The new paper in JAMA Psychiatry, by Park and Josiah Rich and Traci Green—two faculty members affiliated with Brown's public health and medical schools who lead the COBRE opioids and overdose research center at Rhode Island Hospital—analyzes the feasibility of overdose detection technologies, including telephone-based interventions, mobile applications, stationary wired/wireless devices and wearable biosensors that can monitor movement or oxygen levels. It also highlights the need for a new approach.

"Amid historical high rates of opioid and nonopioid overdose deaths, social isolation, and other potential health concerns in community settings, novel [overdose detection technologies] are important harm reduction measures to consider evaluating, while existing overdose interventions, such as naloxone and medications for opioid use disorder, reach scale," they wrote.

The researchers noted that while the technologies are targeted at people using drugs alone, they work by involving community helpers. Telephone services such as the "Never Use Alone" hotline can provide virtual monitoring during periods of drug use as well as emotional support and links to services, and can even dispatch emergency responders. Mobile apps including Canary and Brave, while requiring regular access to a smartphone, electricity and internet, allow people who use drugs to privately call for assistance and preserve autonomy.

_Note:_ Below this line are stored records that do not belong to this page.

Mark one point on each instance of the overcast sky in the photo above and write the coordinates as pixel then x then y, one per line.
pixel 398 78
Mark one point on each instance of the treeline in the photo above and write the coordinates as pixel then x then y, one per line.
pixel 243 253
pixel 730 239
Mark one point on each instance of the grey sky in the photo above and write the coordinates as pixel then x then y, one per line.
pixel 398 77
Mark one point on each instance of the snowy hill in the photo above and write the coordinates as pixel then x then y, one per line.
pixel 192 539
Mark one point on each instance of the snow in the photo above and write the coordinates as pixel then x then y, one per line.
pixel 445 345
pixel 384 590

The Brave Button is a wall-mounted wireless device that can be activated by people using drugs or bystanders to anonymously send a text alert to pre-trained responders, and the Brave Sensor detects when a person has stopped moving or breathing and sends an emergency text to responders. The advantages to these types of environmental monitors, Park said, is that they may be able to detect non-drug related medical emergencies as well, such as a person who falls unconscious in the bathroom of a library or restaurant.

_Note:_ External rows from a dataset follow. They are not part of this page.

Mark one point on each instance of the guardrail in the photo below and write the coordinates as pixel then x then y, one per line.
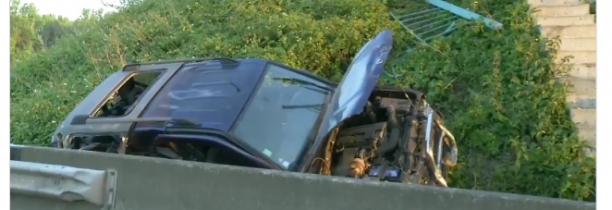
pixel 162 184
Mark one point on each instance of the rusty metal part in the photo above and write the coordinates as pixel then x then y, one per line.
pixel 357 167
pixel 362 136
pixel 402 106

In their paper, Park, Rich and Green make the case for widespread testing of overdose detection technologies.

"If successful, such technology-assisted interventions will represent a major expansion in the field of overdose prevention," they conclude.

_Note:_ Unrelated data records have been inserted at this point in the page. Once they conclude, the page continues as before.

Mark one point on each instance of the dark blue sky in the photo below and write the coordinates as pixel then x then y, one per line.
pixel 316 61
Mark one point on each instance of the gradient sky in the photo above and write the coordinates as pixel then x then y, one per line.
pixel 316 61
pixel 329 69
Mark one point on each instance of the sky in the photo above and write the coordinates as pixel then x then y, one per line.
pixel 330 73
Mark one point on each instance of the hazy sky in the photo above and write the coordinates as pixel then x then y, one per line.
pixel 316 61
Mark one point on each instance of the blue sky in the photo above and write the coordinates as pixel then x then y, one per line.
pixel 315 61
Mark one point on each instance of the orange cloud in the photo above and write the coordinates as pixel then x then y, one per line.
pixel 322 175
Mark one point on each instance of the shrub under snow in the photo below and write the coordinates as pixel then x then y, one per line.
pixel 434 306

A community-first approach to testing technology

As part of an effort called the Overdose Detection Technology Project, Park's lab is doing the groundwork to eventually test whether such technologies can reduce deaths from opioid overdoses.

To better understand how these interventions might benefit people in Rhode Island, researchers from the lab are conducting usage training and surveying the attitudes and awareness of Rhode Island businesses, nonprofits and hospitals.

"It's been eye-opening to learn how many businesses don't train their staff to use naloxone and have never heard of these technologies, but are interested in learning more," Park said.

The researchers are also conducting focus groups with people who use drugs, and asking them whether and how overdose detection technologies would fit into their practices.

"We're trying to understand where the local community is at in terms of applying these technologies, and how we can effectively put them into practice," Park said.

The overdose detection tools developed by Brave are already in use at housing facilities in the U.S. and Canada. Park hopes to conduct a randomized trial to test their effectiveness in different settings in Rhode Island, with the goal of sharing that data with states across the country.

"These life-saving interventions are already in use in different communities, but we don't have an understanding of how impactful they can be on a larger scale," she said.

Technological devices alone cannot address the issue of overdoses, Park emphasized. But they may prove to be a valuable complement to existing harm reduction interventions.

"The house is burning—100,000 people died nationally last year from drug overdoses, which is a historical high," Park said. "We're in crisis mode, and it's time for innovative solutions."